Comey confidently goes with it. “Wherever the Red Raiders are playing, you want them to win and their opposition to lose,” he says. He goes on to elaborate on the metaphor, talking about how the Russians later in the year knew the Red Raiders were going to lose, “so you hope key people on the other team get hurt so they are not as tough an opponent down the road.”
The substantively interesting thing here is Comey’s sly disclosure that the Russians late in the game expected Trump to lose the election. But his deft handling of Conaway’s bumbling hypothetical overshadows the answer.
12:21 p.m. Nunes tries on a new rhetorical line: It’s absurd to say Russians prefer Republicans, because Reagan!
This is silly, of course, because Trump is a different animal from Reagan, but then Comey and Rogers do something equally silly. On the question of whether the Russians preferred Romney or McCain over Obama, they both look at each other like it’s crazy to suggest they ever considered the question. Isn’t it their job to know things like that? They’re clearly dissembling.
12:25 p.m. Peter King, the most mumbly member on the panel, asks about the report that Deputy FBI Director Andrew McCabe told Reince Priebus that one of the New York Times stories on Russia was “BS.”
“Is there any way you can comment on whether or not Mr. McCabe told that to Mr. Priebus?” King asks.
Comey gives a classically Comeyish answer:
“I can’t, Mr. King, but I can agree with your general premise. Leaks have always been a problem. I read over the weekend [about] George Washington and Abraham Lincoln complaining about them. But I do agree in the last six weeks and months there apparently have been a lot of instances of conversations appearing in the media, and a lot of it is dead wrong. Which is one of the challenges, because we don’t correct it. It’s made it difficult because people are talking, or at least reporters are saying people are talking, in ways that have struck me as being unusually active.”

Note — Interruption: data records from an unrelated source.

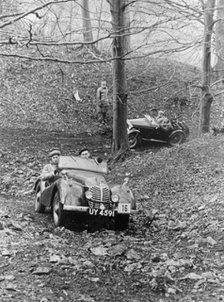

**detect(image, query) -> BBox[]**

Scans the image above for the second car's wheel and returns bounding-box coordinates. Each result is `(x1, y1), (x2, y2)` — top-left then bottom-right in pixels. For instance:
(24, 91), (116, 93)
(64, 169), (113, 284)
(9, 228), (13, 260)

(34, 183), (45, 213)
(115, 214), (129, 231)
(128, 132), (141, 148)
(52, 192), (65, 227)
(168, 131), (185, 146)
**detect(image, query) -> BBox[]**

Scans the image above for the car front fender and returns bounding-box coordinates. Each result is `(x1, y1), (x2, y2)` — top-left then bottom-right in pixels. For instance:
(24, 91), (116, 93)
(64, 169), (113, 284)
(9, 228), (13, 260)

(57, 179), (87, 206)
(128, 128), (140, 134)
(111, 185), (136, 210)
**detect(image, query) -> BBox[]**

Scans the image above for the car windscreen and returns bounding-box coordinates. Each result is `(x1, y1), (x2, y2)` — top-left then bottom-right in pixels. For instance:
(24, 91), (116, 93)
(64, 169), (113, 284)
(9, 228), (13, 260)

(58, 156), (107, 174)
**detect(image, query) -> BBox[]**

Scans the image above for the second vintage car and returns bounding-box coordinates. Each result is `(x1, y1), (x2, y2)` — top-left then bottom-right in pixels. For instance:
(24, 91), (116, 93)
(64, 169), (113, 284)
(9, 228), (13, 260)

(127, 115), (189, 148)
(34, 156), (136, 230)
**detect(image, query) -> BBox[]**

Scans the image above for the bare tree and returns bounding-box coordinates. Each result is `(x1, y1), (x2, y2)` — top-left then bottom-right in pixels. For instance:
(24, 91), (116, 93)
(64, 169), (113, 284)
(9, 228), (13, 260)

(199, 0), (215, 134)
(107, 0), (129, 158)
(214, 0), (224, 79)
(82, 0), (93, 46)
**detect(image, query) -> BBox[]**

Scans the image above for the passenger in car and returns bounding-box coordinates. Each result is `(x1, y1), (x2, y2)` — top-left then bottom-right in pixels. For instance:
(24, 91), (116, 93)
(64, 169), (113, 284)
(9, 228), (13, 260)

(40, 149), (61, 191)
(79, 148), (91, 158)
(79, 148), (103, 164)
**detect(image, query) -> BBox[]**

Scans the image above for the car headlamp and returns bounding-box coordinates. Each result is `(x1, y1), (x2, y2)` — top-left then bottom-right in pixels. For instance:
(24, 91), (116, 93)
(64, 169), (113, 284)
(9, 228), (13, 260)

(85, 191), (93, 199)
(111, 194), (119, 202)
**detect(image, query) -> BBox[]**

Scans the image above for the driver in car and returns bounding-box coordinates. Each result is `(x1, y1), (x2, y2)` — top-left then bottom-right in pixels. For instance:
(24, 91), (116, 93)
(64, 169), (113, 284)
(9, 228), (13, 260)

(156, 110), (172, 130)
(40, 149), (61, 191)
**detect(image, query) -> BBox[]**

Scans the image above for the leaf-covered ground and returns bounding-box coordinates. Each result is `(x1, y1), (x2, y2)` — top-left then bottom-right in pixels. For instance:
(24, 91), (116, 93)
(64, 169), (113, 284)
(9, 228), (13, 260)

(0, 129), (224, 302)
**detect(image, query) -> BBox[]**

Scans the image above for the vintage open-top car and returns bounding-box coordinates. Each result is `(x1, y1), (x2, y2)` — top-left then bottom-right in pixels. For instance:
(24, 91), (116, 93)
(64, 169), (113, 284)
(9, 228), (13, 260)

(127, 115), (189, 148)
(34, 156), (136, 230)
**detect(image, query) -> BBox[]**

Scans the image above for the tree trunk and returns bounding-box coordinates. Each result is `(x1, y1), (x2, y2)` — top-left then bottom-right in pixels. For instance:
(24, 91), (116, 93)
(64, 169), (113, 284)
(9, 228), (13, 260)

(82, 0), (93, 47)
(199, 0), (215, 134)
(124, 0), (131, 53)
(107, 0), (129, 155)
(214, 0), (224, 79)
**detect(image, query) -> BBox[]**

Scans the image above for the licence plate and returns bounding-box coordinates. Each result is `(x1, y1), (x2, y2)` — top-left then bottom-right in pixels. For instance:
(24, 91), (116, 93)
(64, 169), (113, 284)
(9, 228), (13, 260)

(118, 203), (131, 214)
(89, 208), (114, 217)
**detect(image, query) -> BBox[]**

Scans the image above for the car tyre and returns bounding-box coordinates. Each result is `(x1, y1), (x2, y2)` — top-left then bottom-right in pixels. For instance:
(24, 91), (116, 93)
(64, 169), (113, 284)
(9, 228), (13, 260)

(128, 132), (141, 149)
(168, 131), (185, 147)
(52, 192), (65, 227)
(34, 183), (45, 213)
(115, 214), (129, 231)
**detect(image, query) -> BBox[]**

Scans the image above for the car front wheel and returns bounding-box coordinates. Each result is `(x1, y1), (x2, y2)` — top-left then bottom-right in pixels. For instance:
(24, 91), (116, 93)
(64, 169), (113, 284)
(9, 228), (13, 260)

(128, 132), (141, 148)
(34, 183), (45, 213)
(52, 192), (65, 227)
(168, 131), (185, 146)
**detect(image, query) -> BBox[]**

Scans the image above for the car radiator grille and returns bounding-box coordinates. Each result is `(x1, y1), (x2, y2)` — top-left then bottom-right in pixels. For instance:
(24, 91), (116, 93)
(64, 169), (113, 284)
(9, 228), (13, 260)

(89, 186), (112, 209)
(89, 186), (110, 202)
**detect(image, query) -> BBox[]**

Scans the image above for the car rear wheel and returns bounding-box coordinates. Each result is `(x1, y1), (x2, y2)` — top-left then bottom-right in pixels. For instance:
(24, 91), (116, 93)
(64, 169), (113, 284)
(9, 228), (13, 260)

(52, 192), (65, 227)
(34, 183), (45, 213)
(128, 132), (141, 148)
(115, 214), (129, 231)
(168, 131), (185, 146)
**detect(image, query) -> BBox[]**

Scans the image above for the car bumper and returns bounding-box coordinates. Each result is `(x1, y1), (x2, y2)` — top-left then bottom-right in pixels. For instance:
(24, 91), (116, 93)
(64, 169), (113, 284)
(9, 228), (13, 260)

(63, 204), (138, 214)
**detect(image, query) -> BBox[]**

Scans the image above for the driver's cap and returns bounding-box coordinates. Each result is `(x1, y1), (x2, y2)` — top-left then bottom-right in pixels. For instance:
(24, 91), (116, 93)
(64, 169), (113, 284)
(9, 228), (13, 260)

(48, 149), (61, 157)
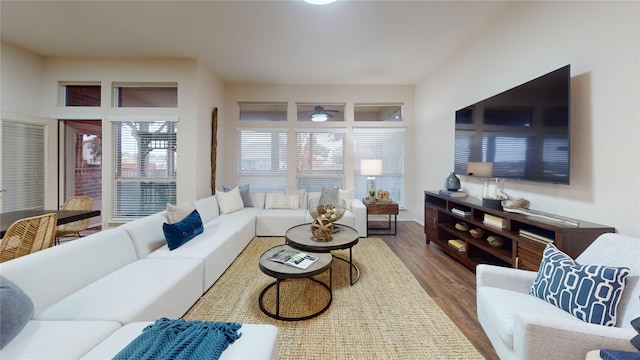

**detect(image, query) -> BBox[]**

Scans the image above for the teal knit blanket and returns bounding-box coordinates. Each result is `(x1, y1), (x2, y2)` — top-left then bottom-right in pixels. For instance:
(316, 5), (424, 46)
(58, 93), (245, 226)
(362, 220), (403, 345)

(114, 318), (242, 360)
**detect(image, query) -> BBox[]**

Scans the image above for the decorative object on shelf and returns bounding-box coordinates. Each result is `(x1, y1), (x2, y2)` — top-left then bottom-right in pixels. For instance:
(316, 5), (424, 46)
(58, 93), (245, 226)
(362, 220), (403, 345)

(444, 172), (460, 191)
(309, 198), (345, 241)
(487, 235), (504, 248)
(378, 189), (391, 203)
(360, 159), (382, 197)
(482, 178), (508, 210)
(469, 228), (484, 239)
(455, 221), (469, 231)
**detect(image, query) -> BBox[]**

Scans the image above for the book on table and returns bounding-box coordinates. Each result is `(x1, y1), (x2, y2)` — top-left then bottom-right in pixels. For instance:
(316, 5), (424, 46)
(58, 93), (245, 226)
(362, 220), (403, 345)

(269, 249), (318, 269)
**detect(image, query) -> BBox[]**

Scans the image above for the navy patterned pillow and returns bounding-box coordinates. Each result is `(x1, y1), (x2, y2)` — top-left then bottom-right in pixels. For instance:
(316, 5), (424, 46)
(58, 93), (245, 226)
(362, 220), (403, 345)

(527, 244), (630, 326)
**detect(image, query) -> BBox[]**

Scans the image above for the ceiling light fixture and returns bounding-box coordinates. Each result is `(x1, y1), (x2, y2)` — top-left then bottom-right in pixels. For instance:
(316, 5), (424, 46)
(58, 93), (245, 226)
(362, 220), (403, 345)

(304, 0), (336, 5)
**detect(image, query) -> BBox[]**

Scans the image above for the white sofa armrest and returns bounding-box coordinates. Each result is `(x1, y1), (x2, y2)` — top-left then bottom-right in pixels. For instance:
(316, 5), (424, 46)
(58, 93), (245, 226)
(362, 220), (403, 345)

(351, 199), (367, 237)
(476, 264), (538, 292)
(513, 312), (636, 360)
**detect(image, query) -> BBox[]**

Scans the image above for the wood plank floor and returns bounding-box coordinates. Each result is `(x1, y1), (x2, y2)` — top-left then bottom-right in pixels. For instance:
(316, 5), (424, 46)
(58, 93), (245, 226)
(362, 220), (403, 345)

(369, 221), (498, 359)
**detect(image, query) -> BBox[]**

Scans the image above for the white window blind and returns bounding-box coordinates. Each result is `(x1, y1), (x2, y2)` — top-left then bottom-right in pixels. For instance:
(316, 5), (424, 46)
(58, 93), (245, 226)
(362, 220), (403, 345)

(238, 129), (287, 192)
(296, 129), (345, 192)
(112, 117), (177, 220)
(353, 128), (405, 207)
(1, 121), (45, 212)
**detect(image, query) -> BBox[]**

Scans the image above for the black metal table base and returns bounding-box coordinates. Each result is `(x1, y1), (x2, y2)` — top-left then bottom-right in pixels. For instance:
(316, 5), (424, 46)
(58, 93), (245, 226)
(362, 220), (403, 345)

(258, 270), (332, 321)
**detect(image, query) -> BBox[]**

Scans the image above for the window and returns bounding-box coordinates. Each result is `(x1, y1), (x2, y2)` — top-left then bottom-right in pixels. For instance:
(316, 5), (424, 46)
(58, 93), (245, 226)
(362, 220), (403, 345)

(1, 121), (45, 212)
(238, 102), (287, 121)
(353, 104), (402, 121)
(238, 130), (287, 192)
(296, 103), (345, 122)
(112, 118), (177, 220)
(58, 83), (101, 107)
(353, 128), (405, 207)
(113, 83), (178, 107)
(296, 130), (345, 192)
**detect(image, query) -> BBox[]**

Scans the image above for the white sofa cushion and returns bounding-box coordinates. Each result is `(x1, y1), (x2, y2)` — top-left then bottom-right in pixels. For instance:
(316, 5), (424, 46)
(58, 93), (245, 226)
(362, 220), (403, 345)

(166, 203), (196, 224)
(149, 208), (261, 290)
(216, 187), (244, 214)
(34, 258), (204, 324)
(2, 228), (137, 314)
(194, 196), (220, 224)
(256, 209), (310, 236)
(0, 320), (120, 360)
(82, 322), (278, 360)
(120, 213), (167, 259)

Translation: blow me, I’m not telling you what McCabe said to Priebus. King basically thanks them both and retreats. King will spend much of the day apologising for asking perfectly legitimate questions.
Although the hearing has generated tons of headlines before it hits the halfway mark, it’s really a giant tease.
Both Comey and Rogers indicated from the start that they will reserve their more candid testimony for a later classified hearing with these same members. For the public, this means one thing: we’ll continue to get no real answers, and a heavily partisan and politicised version of events, no matter what happens. So long as the investigations aren’t closed, and the real information is kept behind closed doors, both parties can pursue their rhetorical campaigns unchecked. And the testimony of people like Comey and Rogers will be useful only for driving interest in the reading of tea leaves.
There should probably be three entirely separate investigations. One should concern the question of whether, or to what extent, the Russians interfered with the election. That’s a non-partisan question, really, one everyone should care about, but Republicans won’t do anything about it because they will perceive the entire issue as a partisan attack on Trump.
A second inquiry could deal with the question of illegal/politicised leaks of secret surveillance data coming from the “IC.” Again, in reality this is a non-partisan concern. Were congressional Democrats really interested in getting at whatever the intelligence community has on Trump, a bipartisan inquiry of this nature would be an excellent pressure point.
Lastly, you could have a completely separate set of hearings into the question of whether or not the Trump campaign engaged in anything untoward in its dealings with Russians last year. If there’s anything to this, the public needs to hear it, and it all needs to be public.
But don’t expect answers anytime soon. Hearings like today’s only add to the frustrating strangeness of this scandal, and it looks like this will continue for quite some time.